CLEVELAND — National pharmacies like Walmart, Walgreens and CVS and a regional pharmacy in Giant Eagle colluded with pharmaceutical companies in flooding opioid drugs throughout Trumbull and Lake Counties, and throughout the rest of the country, according to Dr. Anna Lembke, a psychiatrist and professor at Stanford University.

Lembke was the primary witness during day three of an opioid trial being watched by the nation as a possible template other communities may use in lawsuits against drug companies and pharmacies.

Lembke testified that pharmaceutical manufacturers and distributors worked to delude the public and others on the medical benefits of using opioids as long-term pain remedies.

“There is no evidence the use of opioids are good for the relief of chronic pain,” Lembke said.

Trumbull and Lake counties filed a joint lawsuit over the number of prescription painkillers dispensed in the counties between 2012 and 2016. The amount equaled 400 pills for every resident in Trumbull County, and in Lake County, it equaled 265 pills for every resident.

Estimates are each county would have to spend upward of $1 billion to address the ramifications of the drug epidemic

Since the early 1980s the major pharmaceutical companies, working with distributors and pharmaceutical companies purposefully provided misinformation stating opioids can be used to relieve chronic pain, according to Lembke.

It was during this time that a paradigm shift began in medicine and doctors began prescribing opioids more freely than at anytime before, she stated.

The misinformation initially led to a demand for medically prescribed opioids, which eventually lead to a surge of people getting illegal drugs, such as heroin and fentanyl on the streets.

It was also in the 1980s when there was an increased use of hospice care for people growing older that resulted in a corresponding effort to relieve the pain being experienced by those patients.

“The companies began telling doctors that these opioids were not addictive, so they could prescribe them at higher and higher dosages without side effects,” Lembke said.
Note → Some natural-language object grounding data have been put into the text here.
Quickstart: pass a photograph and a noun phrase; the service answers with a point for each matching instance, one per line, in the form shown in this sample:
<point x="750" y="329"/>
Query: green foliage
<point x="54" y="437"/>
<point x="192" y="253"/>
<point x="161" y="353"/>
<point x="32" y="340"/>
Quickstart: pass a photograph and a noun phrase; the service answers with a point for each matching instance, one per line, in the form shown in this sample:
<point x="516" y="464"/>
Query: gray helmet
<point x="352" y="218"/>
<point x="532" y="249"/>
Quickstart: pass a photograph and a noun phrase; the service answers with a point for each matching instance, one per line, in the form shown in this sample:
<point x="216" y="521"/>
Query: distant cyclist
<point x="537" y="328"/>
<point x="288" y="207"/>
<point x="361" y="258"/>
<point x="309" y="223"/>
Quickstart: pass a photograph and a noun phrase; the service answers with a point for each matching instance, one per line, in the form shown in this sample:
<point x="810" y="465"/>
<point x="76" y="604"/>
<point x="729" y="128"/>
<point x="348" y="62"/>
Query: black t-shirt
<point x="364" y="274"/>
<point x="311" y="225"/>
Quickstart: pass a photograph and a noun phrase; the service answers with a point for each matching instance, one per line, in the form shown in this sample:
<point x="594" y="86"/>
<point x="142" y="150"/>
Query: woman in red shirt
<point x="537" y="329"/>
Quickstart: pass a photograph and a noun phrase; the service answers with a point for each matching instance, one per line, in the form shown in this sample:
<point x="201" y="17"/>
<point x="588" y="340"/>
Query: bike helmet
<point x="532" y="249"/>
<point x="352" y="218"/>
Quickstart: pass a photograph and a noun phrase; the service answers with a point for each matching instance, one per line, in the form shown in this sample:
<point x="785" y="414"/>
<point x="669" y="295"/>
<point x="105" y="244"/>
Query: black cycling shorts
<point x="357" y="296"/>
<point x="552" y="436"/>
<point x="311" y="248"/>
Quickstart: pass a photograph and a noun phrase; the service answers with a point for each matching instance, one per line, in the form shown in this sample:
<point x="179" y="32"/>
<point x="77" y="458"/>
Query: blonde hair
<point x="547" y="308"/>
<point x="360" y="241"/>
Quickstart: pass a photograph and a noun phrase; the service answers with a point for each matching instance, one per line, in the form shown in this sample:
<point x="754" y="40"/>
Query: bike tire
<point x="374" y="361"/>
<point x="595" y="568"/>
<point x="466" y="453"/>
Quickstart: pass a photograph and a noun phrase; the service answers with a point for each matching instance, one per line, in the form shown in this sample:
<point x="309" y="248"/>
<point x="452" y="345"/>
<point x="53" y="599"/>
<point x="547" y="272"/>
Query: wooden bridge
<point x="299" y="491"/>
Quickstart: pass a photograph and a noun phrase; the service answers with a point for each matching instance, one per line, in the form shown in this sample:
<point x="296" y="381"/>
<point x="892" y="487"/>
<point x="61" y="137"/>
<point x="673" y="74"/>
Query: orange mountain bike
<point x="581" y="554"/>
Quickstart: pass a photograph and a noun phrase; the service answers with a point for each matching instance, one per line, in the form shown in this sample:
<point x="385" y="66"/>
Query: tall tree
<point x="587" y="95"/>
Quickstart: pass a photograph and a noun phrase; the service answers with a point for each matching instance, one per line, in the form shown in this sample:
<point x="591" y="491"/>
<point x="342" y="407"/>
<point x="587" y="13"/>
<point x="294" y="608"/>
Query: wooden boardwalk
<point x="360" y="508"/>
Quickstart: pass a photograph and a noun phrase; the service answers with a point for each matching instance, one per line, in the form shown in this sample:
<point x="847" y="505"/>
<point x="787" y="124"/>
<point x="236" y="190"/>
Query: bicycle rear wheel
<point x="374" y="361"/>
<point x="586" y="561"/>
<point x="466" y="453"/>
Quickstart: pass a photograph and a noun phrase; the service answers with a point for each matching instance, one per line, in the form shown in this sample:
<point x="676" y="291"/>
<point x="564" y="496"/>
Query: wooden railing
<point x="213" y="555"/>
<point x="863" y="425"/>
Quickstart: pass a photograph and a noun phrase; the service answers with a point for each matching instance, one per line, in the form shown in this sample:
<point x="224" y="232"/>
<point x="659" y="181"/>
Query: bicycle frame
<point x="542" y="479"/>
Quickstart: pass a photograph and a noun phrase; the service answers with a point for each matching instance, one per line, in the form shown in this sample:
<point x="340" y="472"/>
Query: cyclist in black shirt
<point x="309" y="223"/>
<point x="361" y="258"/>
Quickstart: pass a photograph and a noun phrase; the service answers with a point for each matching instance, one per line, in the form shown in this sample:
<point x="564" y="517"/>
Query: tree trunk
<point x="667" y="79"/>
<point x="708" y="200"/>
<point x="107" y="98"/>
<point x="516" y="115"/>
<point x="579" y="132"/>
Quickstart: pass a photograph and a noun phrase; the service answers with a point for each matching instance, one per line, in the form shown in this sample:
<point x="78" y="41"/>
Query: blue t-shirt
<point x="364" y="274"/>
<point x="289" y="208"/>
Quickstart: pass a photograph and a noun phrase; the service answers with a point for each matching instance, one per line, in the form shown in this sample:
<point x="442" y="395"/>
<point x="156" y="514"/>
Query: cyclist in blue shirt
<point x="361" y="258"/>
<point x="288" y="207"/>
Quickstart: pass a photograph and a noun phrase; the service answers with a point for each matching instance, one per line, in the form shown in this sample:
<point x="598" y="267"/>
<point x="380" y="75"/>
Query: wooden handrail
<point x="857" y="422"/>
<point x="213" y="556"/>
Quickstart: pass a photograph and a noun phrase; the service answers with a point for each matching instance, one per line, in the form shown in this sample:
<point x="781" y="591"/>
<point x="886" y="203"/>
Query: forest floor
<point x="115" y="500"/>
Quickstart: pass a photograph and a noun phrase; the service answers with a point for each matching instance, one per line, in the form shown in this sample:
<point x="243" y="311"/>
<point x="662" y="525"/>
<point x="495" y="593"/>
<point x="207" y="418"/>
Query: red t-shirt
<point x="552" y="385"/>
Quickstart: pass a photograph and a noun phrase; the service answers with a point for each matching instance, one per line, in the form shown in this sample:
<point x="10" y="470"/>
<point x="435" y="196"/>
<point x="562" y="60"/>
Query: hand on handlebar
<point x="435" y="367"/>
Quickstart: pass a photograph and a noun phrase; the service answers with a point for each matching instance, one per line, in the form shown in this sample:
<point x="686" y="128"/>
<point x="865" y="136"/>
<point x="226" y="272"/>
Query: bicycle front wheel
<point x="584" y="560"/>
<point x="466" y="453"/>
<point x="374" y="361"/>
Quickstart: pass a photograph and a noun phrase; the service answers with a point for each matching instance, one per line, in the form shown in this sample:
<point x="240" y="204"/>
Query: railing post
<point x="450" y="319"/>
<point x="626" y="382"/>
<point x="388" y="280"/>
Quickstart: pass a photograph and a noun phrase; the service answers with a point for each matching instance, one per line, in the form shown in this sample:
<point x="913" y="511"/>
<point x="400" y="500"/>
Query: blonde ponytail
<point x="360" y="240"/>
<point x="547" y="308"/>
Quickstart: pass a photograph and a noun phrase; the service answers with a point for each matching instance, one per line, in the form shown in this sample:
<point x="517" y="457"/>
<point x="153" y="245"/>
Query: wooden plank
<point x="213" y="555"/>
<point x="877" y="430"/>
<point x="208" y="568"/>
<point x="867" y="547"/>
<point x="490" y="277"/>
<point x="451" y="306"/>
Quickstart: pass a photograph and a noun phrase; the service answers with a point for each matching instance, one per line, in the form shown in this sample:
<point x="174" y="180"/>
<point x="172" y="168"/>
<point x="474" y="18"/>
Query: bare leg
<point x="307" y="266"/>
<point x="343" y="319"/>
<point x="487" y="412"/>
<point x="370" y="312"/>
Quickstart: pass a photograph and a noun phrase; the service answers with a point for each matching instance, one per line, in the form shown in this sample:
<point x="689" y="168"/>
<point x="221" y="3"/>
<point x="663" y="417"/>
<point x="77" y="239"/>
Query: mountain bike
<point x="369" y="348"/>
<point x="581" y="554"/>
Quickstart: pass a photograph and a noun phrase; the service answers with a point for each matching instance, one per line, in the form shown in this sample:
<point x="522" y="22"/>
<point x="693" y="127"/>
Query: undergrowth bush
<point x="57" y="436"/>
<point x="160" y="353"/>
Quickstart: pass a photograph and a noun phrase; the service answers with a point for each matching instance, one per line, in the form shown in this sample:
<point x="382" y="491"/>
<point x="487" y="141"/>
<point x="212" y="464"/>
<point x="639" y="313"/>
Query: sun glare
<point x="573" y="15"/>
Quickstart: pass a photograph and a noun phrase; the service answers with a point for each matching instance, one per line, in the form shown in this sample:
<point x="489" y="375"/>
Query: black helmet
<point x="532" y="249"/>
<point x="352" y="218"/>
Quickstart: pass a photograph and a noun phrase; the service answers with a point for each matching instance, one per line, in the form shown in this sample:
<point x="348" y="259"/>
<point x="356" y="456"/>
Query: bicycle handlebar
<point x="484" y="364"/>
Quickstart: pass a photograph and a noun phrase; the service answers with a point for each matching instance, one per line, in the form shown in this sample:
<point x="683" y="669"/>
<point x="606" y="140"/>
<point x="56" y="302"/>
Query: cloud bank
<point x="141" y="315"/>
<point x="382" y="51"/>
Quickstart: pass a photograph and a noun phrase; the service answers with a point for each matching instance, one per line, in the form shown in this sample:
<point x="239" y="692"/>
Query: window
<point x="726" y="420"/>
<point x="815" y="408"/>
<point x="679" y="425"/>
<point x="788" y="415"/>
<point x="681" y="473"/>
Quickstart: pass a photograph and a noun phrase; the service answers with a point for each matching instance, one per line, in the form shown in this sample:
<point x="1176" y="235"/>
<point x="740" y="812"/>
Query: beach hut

However, the opposite was true.

The higher the dosages and the longer opiates are used, the more addictive they become, according to Lembke. Misinformation provided by the drug companies stated that doctors could tell what patients had a greater chance of becoming addicted.

“We don’t have reliable tools to determine who will, or will not, become addicted,” Lembke said. “Increased prescriptions led to increased supply led to increased exposure, which led to several generations of addictions.”

Lembke said her research of company documents show they were not innocent providers of drugs prescribed by physicians.

Each of the companies sought to increase sales of the drugs through a variety of programs that allowed patients to obtain opioid drugs for free or at heavily discounted prices. The companies also sponsored “educational seminars” for their pharmacists using misinformation provided by the pharmaceutical companies.

Pharmacies, including CVS and Walgreens, began soliciting the drug companies about ways to reach their pharmacists and retail stores for educational seminars and providing places to leave materials about their products for a price.

“This lead to a prescription opioid crisis that later led to a flood of illegal use of heroin and fentanyl,” she said.